Figure 1. Service Instances vs. Service Endpoints

In Figure 1, we have four service endpoints (E1, E2, E3, E4) each with its own configuration and its own path inside the server. If the server is located at http://localhost:6060/, the services are accessible at URLs like http://localhost:6060/E1.

One instance can be shared among multiple endpoints. An unlimited number of other invocations of this instance is possible while the client is in call (unless per-client instantiation is being used). Different endpoints for one instance should be on different transports (for example http://mamalas.cz:6060/E1, https://mamalas.cz:8080/E2, etc.).

	Note
	Instances must be properly synchronized to avoid race conditions, deadlocks, etc., as in servlet technology.

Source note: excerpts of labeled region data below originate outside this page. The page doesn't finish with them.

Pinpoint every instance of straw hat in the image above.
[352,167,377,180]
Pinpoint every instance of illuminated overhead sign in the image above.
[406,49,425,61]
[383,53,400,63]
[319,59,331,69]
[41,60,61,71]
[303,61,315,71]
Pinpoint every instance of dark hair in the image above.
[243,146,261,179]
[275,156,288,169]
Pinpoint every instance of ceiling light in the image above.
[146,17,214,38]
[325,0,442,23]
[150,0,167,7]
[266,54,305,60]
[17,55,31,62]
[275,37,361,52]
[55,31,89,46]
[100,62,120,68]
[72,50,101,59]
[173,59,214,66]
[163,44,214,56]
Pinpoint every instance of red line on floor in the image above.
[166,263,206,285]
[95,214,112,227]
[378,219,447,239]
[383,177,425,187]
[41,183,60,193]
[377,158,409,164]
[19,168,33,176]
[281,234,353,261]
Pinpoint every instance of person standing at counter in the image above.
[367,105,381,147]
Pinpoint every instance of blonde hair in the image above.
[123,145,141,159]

Service endpoints E1 and E2 share the same instance I1 that serves the requests coming to the endpoints. Likewise, for endpoints E3 and E4 and instance I2. Service instances carry the state of the service (see Service Instance State Management). Also, because a service instance is usually tied to a single Java object, the two service endpoints share the same data.

A service endpoint is tied to a single WSDL Service. Usually, two service endpoints represent two different WSDL Services, as is the case with the endpoints E3 and E4. This means that E3 and E4 are different Web services but they share the same implementation object (their service instance I2) because they are connected on the implementation level. On the other hand, endpoints E1 and E2 represent the same WSDL Service, providing two different access points for it that can have different properties, usually security properties.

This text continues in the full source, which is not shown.